IPPs oppose import duty on power equipment
Independent power producers (IPPs) have strongly opposed the government’s proposal to levy of a 14 per cent import duty on power generating eq
uipment, particularly from China.
The cabinet note to this effect has been circulated by the ministry of heavy industries. The new levy will translate to a five per cent basic duty on the total value of the equipment, plus 10 per cent of this basic duty as countervailing duty (CVD) and four per cent of the CVD amount as a special additional duty.
The IPPs which include Reliance Power, Tata Power, Mumbai, Essar Power and Adani Power have written to the government against the duty, arguing that it will increase project costs for power generation companies that are working on financial closure based on less expensive Chinese equipment. The private producers have warned the government that the higher import duty will increase project costs, consequently increasing power tariffs for consumers and derailing the government’s plans to increase India’s power generating capacity.

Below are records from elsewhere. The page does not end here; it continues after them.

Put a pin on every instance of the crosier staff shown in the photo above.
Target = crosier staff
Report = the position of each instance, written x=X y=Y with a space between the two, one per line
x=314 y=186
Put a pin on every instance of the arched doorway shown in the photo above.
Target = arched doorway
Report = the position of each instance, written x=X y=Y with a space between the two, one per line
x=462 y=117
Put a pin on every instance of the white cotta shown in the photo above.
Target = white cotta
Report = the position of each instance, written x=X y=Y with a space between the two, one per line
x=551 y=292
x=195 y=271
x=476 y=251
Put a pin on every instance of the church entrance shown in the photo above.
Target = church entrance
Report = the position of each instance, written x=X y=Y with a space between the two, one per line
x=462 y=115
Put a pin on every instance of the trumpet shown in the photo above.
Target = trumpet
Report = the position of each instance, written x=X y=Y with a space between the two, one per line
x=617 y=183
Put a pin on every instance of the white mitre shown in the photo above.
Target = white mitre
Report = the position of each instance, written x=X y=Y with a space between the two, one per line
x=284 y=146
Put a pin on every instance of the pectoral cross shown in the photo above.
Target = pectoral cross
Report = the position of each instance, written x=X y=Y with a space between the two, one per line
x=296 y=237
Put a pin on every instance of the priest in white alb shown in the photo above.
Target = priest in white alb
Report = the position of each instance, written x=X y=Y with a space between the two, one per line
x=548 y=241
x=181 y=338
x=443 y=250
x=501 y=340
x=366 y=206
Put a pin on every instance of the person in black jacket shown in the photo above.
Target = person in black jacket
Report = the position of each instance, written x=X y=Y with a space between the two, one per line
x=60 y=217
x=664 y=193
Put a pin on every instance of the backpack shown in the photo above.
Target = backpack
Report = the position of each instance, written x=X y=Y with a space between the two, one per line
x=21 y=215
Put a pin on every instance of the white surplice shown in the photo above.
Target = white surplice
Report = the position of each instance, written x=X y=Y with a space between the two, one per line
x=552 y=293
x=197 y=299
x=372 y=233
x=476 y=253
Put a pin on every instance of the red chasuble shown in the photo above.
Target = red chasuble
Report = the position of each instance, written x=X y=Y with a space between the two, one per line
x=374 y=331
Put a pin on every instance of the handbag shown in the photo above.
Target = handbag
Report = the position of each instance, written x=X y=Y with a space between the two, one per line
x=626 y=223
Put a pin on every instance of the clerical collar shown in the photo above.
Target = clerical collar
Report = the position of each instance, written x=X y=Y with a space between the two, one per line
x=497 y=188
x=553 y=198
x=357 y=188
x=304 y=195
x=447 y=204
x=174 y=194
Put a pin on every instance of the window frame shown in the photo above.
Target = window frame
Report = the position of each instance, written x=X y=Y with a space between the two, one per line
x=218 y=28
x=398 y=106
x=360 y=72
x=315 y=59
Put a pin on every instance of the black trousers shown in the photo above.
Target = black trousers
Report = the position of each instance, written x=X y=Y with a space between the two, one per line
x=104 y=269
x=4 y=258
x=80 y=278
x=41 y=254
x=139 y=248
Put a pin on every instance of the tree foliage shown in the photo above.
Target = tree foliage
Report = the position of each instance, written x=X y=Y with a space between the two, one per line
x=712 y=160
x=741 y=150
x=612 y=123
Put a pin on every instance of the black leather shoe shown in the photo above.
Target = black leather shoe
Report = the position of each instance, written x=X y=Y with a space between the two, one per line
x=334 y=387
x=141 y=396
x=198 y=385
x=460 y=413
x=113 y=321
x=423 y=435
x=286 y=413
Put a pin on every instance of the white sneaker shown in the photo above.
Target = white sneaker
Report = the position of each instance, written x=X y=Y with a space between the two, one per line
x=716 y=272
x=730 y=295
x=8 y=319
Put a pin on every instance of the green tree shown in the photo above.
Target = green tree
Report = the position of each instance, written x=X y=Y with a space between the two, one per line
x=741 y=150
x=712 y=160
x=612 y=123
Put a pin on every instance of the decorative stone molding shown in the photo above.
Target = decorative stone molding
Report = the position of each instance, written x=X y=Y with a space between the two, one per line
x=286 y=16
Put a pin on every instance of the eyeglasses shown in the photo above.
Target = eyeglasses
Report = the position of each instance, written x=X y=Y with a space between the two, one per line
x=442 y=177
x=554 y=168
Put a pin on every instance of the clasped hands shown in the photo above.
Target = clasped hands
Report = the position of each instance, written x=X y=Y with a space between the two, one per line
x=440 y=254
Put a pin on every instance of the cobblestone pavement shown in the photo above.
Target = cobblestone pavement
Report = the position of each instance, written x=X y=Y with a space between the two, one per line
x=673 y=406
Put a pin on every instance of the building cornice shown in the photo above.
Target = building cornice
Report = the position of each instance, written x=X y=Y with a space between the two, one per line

The move to impose a 14 per cent import duty has been prompted by the government’s intention to offer price competitiveness to Indian equipment manufacturers such as BHEL, Larsen & Toubro Limited and various new JVs formed by Indian companies with foregin equipment suppliers.
According to planning commission, Chinese power equipment suppliers have won orders for 36,800 Mw worth of power equipment over the past two years. This is equivalent to more than half the capacity that India is expected to install by 2012. Reliance Power has placed two orders with a combined generating capacity of 9,260 MW with Chinese suppliers. Major Chinese suppliers to the Indian power sector include Dongfang Electric Corporation Limited and Shanghai Electric Group Company Limited.
From 2007 through 2012, India’s total investment in creating new generating capacity will be US $140 billion, according to planning commission estimates. In the following five years (2012-17), India’s domestic capability to manufacture power generating equipment will reach 43,000 Mw, rising from 10,000 Mw at present, but far short of the targeted 100,000 Mw by 2017.
Indian power equipment manufacturers have formed several joint ventures to augment capacity. Reliance Infrastructure is the only company to join forces with the Shanghai Electric Corporation. Industry analysts said that the Indian government’s restrictions on the import of telecom equipment from China because of security concerns discouraged Chinese companies from collaboratingr with Indian partners in the power sector. Visa restrictions on Chinese workers and technocrats in India was also a hindrance.
Commenting on equipment supplies from China, R.S. Sharma, the chairman and managing director of NTPC Limited said: “As far as NTPC is concerned, we have our own technical specifications that are very high. We have got guarantee parameters. So if any bidder meets our requirements, and they fulfill those guarantees and can supply at quite low prices, then why should NTPC have a concern? We always welcome competition, and we are quite okay with that.”
According to a member of the planning commission, equipment imports from China helped bridge the gap in demand and supply from domestic manufacturers, but created a situation in which foreign manufacturers gained an advantage over Indian companies. The import duty aims to create a level playing field. Also, continued dependence on imported equipment will prevent development of local component and spare-parts vendors, which will be detrimental to national interest.